Multi-dimensional Approximate Counting

TL;DR

This paper extends approximate counting to multiple dimensions, introducing an optimal counter for Euclidean error that outperforms naive methods, with simple proofs for bounds.

Contribution

It presents a simple, optimal multi-dimensional approximate counter for Euclidean error, improving over naive solutions and providing matching lower bounds.

Findings

Optimal d-dimensional counter for Euclidean error with space complexity matching lower bounds.

Naive d Morris counters are sub-optimal for Euclidean mean squared error.

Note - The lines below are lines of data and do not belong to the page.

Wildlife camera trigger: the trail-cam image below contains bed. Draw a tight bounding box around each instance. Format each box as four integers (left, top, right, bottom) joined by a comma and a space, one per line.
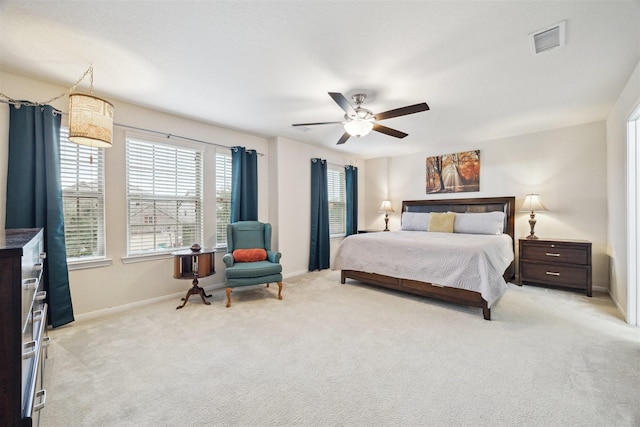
331, 196, 516, 320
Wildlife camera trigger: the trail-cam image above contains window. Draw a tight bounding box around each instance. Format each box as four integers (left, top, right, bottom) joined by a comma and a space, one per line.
126, 136, 203, 255
327, 164, 346, 237
215, 150, 232, 246
60, 127, 106, 261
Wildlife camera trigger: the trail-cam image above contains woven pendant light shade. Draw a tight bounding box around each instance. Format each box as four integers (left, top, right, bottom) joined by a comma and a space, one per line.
68, 93, 114, 147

Simple proofs using variable-length encoding and sphere covering for bounds.

Abstract

The celebrated Morris counter uses $\log_2\log_2 n + O(\log_2 \sigma^{-1})$ bits to count up to $n$ with a relative error $\sigma$, where if $\hat{\lambda}$ is the estimate of the current count $\lambda$, then $\mathbb{E}|\hat{\lambda}-\lambda|^2 <\sigma^2\lambda^2$. A natural generalization is \emph{multi-dimensional} approximate counting. Let $d\geq 1$ be the dimension. The count vector $x\in \mathbb{N}^d$ is incremented entry-wisely over a stream of coordinates $(w_1,\ldots,w_n)\in [d]^n$, where upon receiving $w_k\in[d]$, $x_{w_k}\gets x_{w_k}+1$. A \emph{$d$-dimensional approximate counter} is required to count $d$ coordinates simultaneously and return an estimate $\hat{x}$ of the count vector $x$. Aden-Ali, Han, Nelson, and Yu \cite{aden2022amortized} showed that the trivial solution of using $d$ Morris counters that track $d$ coordinates separately is already optimal in space, \emph{if each entry only allows error relative to itself}, i.e., $\mathbb{E}|\hat{x}_j-x_j|^2<\sigma^2|x_j|^2$ for each $j\in [d]$. However, for another natural error metric -- the \emph{Euclidean mean squared error} $\mathbb{E} |\hat{x}-x|^2$ -- we show that using $d$ separate Morris counters is sub-optimal. In this work, we present a simple and optimal $d$-dimensional counter with Euclidean relative error $\sigma$, i.e., $\mathbb{E} |\hat{x}-x|^2 <\sigma^2|x|^2$ where $|x|=\sqrt{\sum_{j=1}^d x_j^2}$, with a matching lower bound. The upper and lower bounds are proved with ideas that are strikingly simple. The upper bound is constructed with a certain variable-length integer encoding and the lower bound is derived from a straightforward volumetric estimation of sphere covering.